The Central Asia-Caucasus Institute or CACI was founded in 1996 by S. Frederick Starr, a research professor at Johns Hopkins University's School of Advanced International Studies. He has served as vice president of Tulane University and as president of Oberlin College (1983–1994) and the Aspen Institute. He has advised three U.S. presidents on Russian/Eurasian affairs and chaired an external advisory panel on U.S. government-sponsored research on the region, organized and co-authored the first strategic assessment of Central Asia, the Caucasus and Afghanistan for the Joint Chiefs of Staff in 1999, and was involved in the drafting of recent U.S. legislation affecting the region.

The Central Asia-Caucasus Institute and the Silk Road Studies Program, which is housed within the Institute for Security and Development Policy (ISDP), form a joint think tank with offices in Washington, D.C. and Stockholm, Sweden. Dr. S. Frederick Starr serves as the chairman, while Dr. Svante E. Cornell serves as director of the institute. The institute's fellows include Dr. Stephen Blank and Dr. Brenda Shaffer. CACI was affiliated with the Paul H. Nitze School of Advanced International Studies at Johns Hopkins University for 19 years, until February 2017. The institute is currently based at the American Foreign Policy Council's (AFPC) offices on Capitol Hill. Its in-house publications include the CACI Analyst, the Turkey Analyst, the China and Eurasia Forum Quarterly, and the Silk Road Paper series. The series includes papers and monographs on topics such as the Armenian-Azerbaijani conflict, democracy and the electoral process in Georgia, civic nationhood in Azerbaijan, economic corruption in post-Soviet Central Asia, and the rule of law in Georgia.

CACI also mounts a program of forums in Washington D.C. jointly with the Atlantic Council.

CACI sponsors a Rumsfeld Fellowship program jointly with the Rumsfeld Foundation. The goal of the program is to foster better understanding and build stronger relations between the United States and countries of the region. Since its inaugural session in the fall of 2008 the program has brought close to two hundred young leaders to the United States to conduct independent research and to meet policymakers, business leaders, journalists and academics.

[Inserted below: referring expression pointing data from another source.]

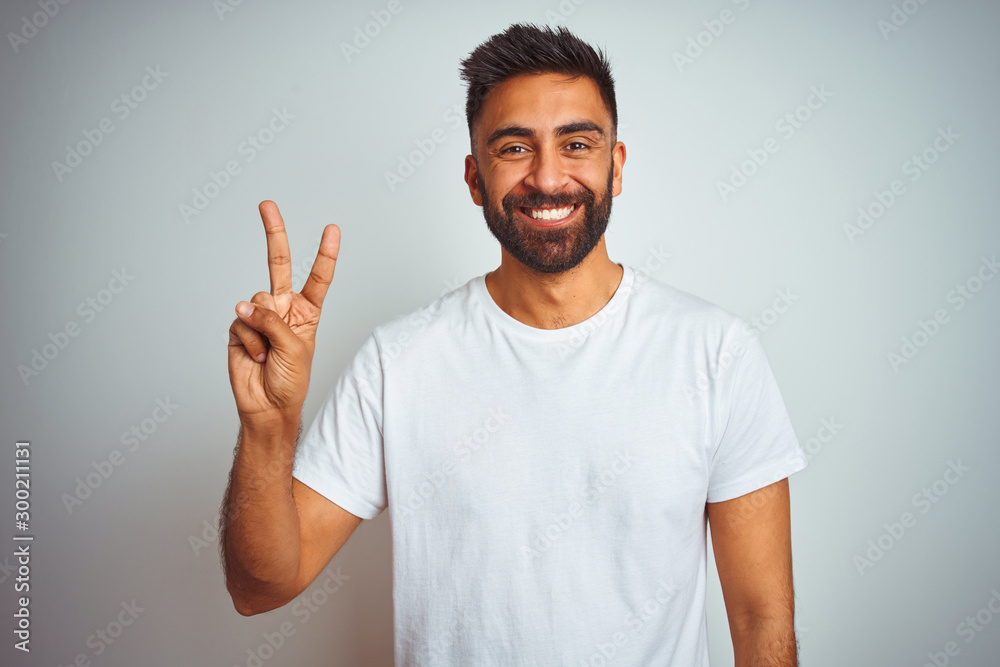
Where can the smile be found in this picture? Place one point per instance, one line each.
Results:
(548, 217)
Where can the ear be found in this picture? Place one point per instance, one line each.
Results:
(471, 171)
(618, 158)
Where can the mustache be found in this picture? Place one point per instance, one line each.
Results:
(542, 200)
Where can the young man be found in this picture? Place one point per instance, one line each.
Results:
(549, 439)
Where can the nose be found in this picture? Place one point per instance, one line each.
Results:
(547, 173)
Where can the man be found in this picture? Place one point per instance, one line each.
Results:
(549, 438)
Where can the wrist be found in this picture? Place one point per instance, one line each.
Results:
(270, 424)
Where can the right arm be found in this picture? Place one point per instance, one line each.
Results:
(276, 533)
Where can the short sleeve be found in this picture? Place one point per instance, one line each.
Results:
(341, 455)
(758, 445)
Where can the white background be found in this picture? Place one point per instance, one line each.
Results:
(686, 125)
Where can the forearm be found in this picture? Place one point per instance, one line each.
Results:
(259, 525)
(766, 641)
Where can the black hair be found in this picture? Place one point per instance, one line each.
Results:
(524, 48)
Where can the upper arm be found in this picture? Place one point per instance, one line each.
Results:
(324, 527)
(751, 538)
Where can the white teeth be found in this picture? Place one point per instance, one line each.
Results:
(551, 214)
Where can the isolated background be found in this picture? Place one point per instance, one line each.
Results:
(144, 535)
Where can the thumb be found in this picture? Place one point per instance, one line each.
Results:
(269, 324)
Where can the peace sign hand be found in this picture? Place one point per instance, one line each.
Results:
(272, 341)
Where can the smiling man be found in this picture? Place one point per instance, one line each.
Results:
(551, 440)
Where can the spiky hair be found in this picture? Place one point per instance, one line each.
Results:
(524, 48)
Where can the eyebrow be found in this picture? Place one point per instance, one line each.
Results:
(562, 130)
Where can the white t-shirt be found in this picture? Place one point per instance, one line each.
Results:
(547, 487)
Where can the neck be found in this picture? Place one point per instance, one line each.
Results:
(555, 300)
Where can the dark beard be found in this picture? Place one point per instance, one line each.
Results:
(548, 250)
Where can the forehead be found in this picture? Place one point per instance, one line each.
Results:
(542, 101)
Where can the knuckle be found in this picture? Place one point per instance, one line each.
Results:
(318, 278)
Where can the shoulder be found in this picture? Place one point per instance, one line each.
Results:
(444, 312)
(683, 313)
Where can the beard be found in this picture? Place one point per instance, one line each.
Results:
(555, 249)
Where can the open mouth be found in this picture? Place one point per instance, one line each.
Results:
(548, 217)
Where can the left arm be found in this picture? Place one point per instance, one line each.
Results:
(751, 537)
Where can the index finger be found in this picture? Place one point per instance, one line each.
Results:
(321, 275)
(279, 258)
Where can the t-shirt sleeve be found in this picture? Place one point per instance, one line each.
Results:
(758, 445)
(341, 455)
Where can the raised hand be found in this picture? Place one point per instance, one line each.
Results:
(272, 341)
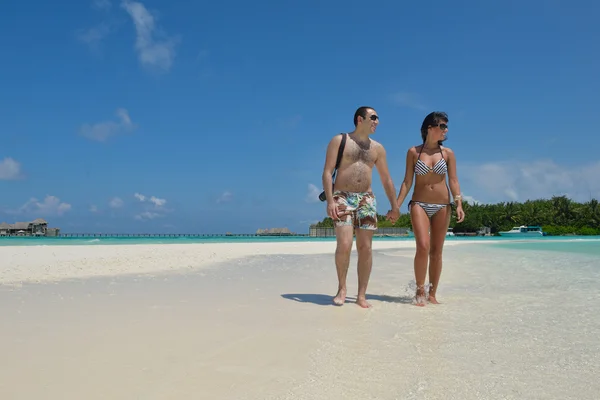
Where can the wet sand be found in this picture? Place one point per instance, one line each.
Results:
(263, 326)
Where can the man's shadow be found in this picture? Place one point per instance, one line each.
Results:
(327, 300)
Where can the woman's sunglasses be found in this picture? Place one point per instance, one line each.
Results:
(442, 126)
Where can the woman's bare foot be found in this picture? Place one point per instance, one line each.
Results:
(361, 301)
(420, 297)
(340, 297)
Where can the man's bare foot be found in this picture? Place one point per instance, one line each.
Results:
(361, 301)
(340, 297)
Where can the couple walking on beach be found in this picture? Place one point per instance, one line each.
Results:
(352, 205)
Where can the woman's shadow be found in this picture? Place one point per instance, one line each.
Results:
(327, 300)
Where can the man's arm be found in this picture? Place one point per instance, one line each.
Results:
(409, 173)
(386, 179)
(330, 159)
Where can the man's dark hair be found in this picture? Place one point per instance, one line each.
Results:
(361, 112)
(433, 118)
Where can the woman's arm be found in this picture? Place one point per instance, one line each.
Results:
(408, 177)
(453, 178)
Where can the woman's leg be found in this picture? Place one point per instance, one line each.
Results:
(439, 228)
(420, 224)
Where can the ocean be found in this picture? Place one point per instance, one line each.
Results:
(570, 244)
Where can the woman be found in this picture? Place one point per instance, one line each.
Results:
(431, 206)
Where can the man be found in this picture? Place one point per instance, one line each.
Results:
(351, 203)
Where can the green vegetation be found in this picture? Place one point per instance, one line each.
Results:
(557, 216)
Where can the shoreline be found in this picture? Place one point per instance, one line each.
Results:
(53, 263)
(44, 264)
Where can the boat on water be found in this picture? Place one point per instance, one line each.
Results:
(524, 230)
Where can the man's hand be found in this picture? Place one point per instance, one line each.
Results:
(332, 211)
(393, 215)
(460, 214)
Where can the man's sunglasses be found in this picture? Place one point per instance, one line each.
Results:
(442, 126)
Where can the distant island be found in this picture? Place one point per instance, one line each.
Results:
(557, 216)
(37, 227)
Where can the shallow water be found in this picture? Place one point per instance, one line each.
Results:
(514, 323)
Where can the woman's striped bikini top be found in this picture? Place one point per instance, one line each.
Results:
(439, 167)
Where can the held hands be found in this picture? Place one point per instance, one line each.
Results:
(332, 211)
(393, 215)
(460, 214)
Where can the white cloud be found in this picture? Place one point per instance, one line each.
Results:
(520, 181)
(115, 202)
(147, 215)
(10, 169)
(153, 53)
(102, 4)
(103, 130)
(470, 199)
(409, 100)
(225, 197)
(51, 206)
(154, 207)
(312, 196)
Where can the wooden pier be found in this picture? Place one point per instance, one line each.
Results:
(169, 235)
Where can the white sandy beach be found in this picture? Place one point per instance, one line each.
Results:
(255, 321)
(20, 264)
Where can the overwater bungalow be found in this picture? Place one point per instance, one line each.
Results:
(37, 227)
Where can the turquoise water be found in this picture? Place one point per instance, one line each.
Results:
(587, 244)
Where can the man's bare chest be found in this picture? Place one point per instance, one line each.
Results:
(363, 153)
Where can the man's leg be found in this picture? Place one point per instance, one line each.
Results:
(364, 245)
(342, 259)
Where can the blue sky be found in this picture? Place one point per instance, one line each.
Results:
(156, 116)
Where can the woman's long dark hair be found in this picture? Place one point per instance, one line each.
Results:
(433, 118)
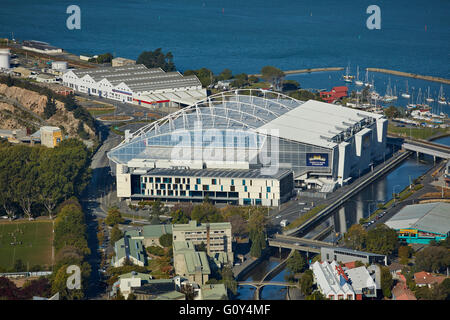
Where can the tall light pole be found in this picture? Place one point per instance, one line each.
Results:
(394, 194)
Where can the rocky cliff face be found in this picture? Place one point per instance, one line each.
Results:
(18, 101)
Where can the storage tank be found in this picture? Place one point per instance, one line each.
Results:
(4, 58)
(59, 65)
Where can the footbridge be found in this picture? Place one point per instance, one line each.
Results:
(434, 149)
(426, 147)
(295, 243)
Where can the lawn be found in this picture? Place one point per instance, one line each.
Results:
(33, 243)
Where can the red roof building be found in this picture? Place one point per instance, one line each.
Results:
(335, 94)
(423, 278)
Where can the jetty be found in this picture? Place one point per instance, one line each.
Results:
(410, 75)
(309, 70)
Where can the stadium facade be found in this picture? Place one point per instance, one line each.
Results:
(248, 147)
(137, 84)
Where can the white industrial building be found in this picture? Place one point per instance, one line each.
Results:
(332, 281)
(137, 84)
(5, 55)
(245, 148)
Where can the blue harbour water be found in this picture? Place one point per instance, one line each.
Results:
(246, 35)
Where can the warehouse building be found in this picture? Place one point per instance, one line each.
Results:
(332, 281)
(137, 84)
(421, 223)
(216, 236)
(217, 146)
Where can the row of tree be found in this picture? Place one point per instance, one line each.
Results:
(36, 179)
(71, 249)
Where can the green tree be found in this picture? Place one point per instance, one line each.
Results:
(114, 217)
(306, 282)
(433, 259)
(225, 75)
(382, 240)
(386, 282)
(116, 234)
(273, 75)
(157, 59)
(355, 237)
(50, 107)
(403, 254)
(391, 112)
(166, 240)
(296, 263)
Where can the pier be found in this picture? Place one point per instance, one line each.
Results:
(410, 75)
(309, 70)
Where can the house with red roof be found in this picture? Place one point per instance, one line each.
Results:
(335, 94)
(424, 278)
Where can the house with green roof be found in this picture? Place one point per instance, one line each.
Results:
(217, 237)
(130, 280)
(213, 292)
(189, 263)
(128, 248)
(158, 289)
(150, 234)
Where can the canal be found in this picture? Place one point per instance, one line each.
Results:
(360, 205)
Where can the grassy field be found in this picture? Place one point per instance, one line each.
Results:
(33, 243)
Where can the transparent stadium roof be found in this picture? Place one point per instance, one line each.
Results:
(252, 115)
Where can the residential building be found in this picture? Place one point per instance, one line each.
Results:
(150, 234)
(50, 136)
(217, 237)
(335, 94)
(128, 281)
(332, 281)
(421, 223)
(213, 292)
(362, 283)
(120, 62)
(128, 248)
(189, 263)
(158, 289)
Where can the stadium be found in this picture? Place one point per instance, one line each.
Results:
(248, 147)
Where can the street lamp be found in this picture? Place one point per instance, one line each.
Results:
(394, 194)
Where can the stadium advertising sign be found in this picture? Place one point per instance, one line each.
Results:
(317, 159)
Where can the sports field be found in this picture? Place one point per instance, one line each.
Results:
(30, 241)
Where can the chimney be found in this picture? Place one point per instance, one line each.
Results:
(207, 239)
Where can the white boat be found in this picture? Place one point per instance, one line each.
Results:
(358, 82)
(389, 96)
(366, 81)
(347, 77)
(429, 99)
(441, 98)
(406, 94)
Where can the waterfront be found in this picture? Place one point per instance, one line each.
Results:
(245, 36)
(361, 205)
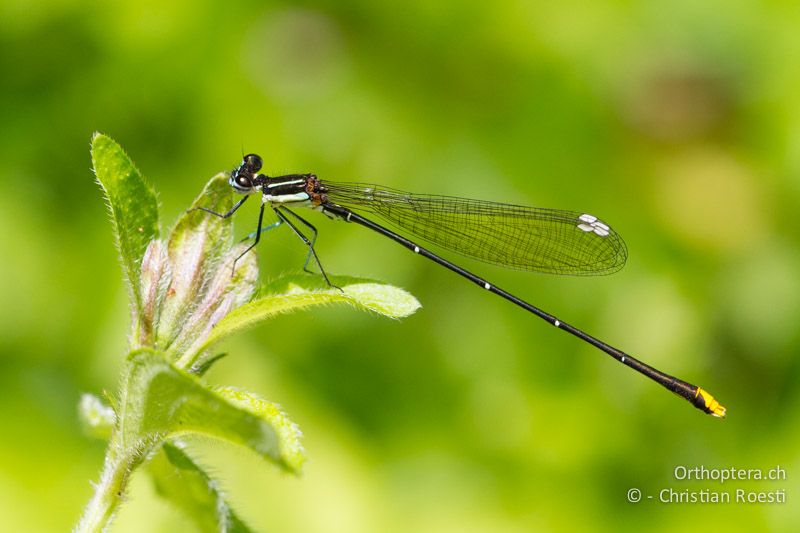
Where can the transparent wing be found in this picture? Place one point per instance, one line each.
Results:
(512, 236)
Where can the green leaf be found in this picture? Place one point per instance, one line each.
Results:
(201, 262)
(162, 402)
(179, 480)
(133, 206)
(96, 416)
(296, 292)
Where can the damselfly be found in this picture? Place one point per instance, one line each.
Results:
(513, 236)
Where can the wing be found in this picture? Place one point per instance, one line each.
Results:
(512, 236)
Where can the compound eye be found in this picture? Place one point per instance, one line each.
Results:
(252, 162)
(243, 182)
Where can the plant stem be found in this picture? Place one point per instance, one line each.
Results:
(109, 491)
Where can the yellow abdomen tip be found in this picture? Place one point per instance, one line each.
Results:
(712, 406)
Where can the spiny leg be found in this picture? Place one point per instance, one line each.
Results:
(258, 237)
(232, 210)
(307, 224)
(308, 242)
(264, 230)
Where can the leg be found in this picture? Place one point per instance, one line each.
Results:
(264, 229)
(232, 210)
(306, 240)
(307, 224)
(258, 237)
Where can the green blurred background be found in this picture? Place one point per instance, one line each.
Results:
(676, 121)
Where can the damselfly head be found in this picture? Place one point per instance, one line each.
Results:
(252, 163)
(243, 177)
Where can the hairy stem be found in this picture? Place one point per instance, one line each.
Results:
(110, 490)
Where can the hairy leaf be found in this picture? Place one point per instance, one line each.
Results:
(297, 292)
(162, 402)
(133, 206)
(179, 480)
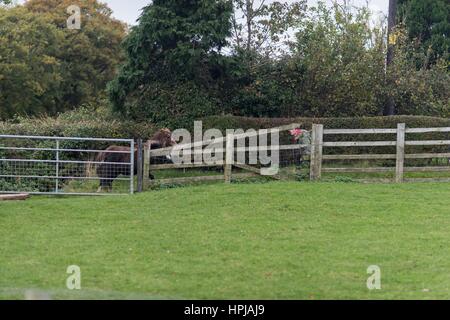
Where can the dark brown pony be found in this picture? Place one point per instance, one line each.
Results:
(108, 170)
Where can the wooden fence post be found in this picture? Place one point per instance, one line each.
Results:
(400, 162)
(146, 171)
(140, 166)
(229, 158)
(316, 152)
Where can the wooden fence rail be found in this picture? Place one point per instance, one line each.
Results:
(319, 144)
(400, 143)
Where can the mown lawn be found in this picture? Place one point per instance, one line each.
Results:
(280, 240)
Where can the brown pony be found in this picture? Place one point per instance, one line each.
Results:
(108, 171)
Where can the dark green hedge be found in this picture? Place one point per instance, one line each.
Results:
(226, 122)
(96, 125)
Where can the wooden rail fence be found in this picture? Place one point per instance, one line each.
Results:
(318, 146)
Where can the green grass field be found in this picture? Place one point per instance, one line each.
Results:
(278, 240)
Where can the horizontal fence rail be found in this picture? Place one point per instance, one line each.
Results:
(400, 143)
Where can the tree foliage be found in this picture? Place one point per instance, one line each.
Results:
(174, 50)
(30, 72)
(89, 56)
(47, 68)
(428, 24)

In addition, a yearly CAMCA (Central Asia-Mongolia-Caucasus-Afghanistan) Regional Forum has evolved out of the Rumsfeld Fellowship Program. The 2016 Forum took place in Tbilisi, Georgia and included President Giorgi Margvelashvili, Prime Minister Giorgi Kvirikashvili, Donald H. Rumsfeld, and Ambassador R. James Woolsey among its speakers. The 2017 CAMCA Regional Forum is due to be held in Dushanbe, Tajikistan.